Bleeding some ideas on Uuluu:
They came from fire, that first flame. The flame burned hot, and burned bright, so bright the shadows it cast lingered after the flame was gone. These shadows we call the gods, and they ruled over the ashes of the flame for many years. The smoke that rose from the flame became the stars, and a few gods played with the flame's ashes, rolling them into balls with their spit. These became the planets. And on these planets, birds and beasts and men of ash came to be. They flew and sang and danced, but the ashes held no divinity like the shadows did. These were mortals, doomed to die true deaths without hope of return. One goddess heard their singing, and fell in love with the sweet sound and the clumsy dances these mortals made. And the mortals she watched over lived long lives, with her divine hand stopping up the volcanoes and scattering the storms. But when she looked away for only a blink, she would look back to see cities swept away, islands sunken beneath the waves, years gone in a moment, lives snuffed out by nature or by the whims of some other bored god. As long as men were mortal, they would be lost forever. So she swallowed the worlds, every star and every planet with life, taking them into her belly where they would be safe, and bleeding her divinity into them in her womb.

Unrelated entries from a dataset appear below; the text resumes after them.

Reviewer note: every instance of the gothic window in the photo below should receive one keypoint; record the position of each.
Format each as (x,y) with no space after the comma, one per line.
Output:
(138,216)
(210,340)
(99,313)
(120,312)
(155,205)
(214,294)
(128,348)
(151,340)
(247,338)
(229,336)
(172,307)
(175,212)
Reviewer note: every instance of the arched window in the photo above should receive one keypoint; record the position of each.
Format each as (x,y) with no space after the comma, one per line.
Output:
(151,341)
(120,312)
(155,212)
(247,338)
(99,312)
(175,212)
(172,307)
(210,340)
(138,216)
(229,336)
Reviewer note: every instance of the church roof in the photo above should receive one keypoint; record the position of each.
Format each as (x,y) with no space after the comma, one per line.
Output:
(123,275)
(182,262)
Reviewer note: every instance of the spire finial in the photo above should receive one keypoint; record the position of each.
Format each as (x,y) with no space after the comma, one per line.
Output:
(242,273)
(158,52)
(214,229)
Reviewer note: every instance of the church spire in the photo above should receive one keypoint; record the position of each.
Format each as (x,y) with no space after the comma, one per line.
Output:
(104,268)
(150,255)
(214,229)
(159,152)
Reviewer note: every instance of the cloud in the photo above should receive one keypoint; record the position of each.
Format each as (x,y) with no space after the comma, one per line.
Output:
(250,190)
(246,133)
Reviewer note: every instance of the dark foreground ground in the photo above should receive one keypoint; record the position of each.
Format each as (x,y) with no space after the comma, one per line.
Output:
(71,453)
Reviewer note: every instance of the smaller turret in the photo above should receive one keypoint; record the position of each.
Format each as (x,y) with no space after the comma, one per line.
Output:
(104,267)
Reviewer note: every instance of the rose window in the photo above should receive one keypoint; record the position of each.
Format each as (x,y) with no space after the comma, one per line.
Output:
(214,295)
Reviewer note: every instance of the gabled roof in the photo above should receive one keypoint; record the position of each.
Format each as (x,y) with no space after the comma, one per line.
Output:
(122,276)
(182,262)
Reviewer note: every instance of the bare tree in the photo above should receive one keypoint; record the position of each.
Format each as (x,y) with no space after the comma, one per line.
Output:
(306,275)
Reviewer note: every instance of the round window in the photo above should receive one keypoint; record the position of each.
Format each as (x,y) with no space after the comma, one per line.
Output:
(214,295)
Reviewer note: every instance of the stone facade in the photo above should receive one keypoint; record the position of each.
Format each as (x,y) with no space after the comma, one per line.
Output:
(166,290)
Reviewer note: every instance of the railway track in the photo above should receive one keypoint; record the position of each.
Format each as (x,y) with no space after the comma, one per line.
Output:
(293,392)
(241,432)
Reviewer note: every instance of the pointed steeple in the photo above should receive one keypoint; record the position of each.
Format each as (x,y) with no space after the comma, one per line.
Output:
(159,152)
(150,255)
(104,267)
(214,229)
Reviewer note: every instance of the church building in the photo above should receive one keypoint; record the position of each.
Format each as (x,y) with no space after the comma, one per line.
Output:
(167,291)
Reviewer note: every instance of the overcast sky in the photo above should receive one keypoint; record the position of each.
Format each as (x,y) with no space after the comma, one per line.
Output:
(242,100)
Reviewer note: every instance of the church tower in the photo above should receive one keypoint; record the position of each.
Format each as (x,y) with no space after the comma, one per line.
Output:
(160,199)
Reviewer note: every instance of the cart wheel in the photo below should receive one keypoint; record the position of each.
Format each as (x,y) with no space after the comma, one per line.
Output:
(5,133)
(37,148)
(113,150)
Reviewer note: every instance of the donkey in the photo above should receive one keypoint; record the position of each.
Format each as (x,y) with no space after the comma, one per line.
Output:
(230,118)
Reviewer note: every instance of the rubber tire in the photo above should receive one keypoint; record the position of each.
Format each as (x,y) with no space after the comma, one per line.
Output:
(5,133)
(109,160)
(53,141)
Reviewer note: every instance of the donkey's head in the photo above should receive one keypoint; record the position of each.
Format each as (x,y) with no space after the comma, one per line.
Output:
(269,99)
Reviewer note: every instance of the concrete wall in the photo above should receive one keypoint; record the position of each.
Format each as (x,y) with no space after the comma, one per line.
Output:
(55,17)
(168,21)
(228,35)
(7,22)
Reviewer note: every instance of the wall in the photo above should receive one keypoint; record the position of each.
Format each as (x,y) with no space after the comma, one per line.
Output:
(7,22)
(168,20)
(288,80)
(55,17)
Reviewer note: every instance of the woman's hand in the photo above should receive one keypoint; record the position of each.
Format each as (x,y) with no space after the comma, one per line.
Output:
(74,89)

The other gods did not want to share the world with mortals or have them as anything more than playthings, and they feared what would happen if the mortals were reborn with her divinity. So they bound her legs with unbreakable chains, and she could not give birth.
Here is where stories diverge. The imperials believe that her sister forged a blade of her own blood's iron and cut open the Mother’s womb, and we emerged blinking into the world again. The elves believe that the Mother died with us inside her, for they remember eating her corpse as their eyes opened for the first time.
All the world as we know it is inside her corpse, the great vault of her ribs, the lungs filled with the gases of eternal decay, the womb still pulsing in death as those who die inside her are reborn. Even a dead god holds great power.
The scent of this death brought things from further beyond, the Maggots. These set upon the mother's corpse and ate her flesh, and as they did the mother's love for her children filled them. These maggots are now the stewards of death, feeding off of it as they shepherd souls to rebirth inside her festering womb, and when they take human faces and human voices, we call them elves.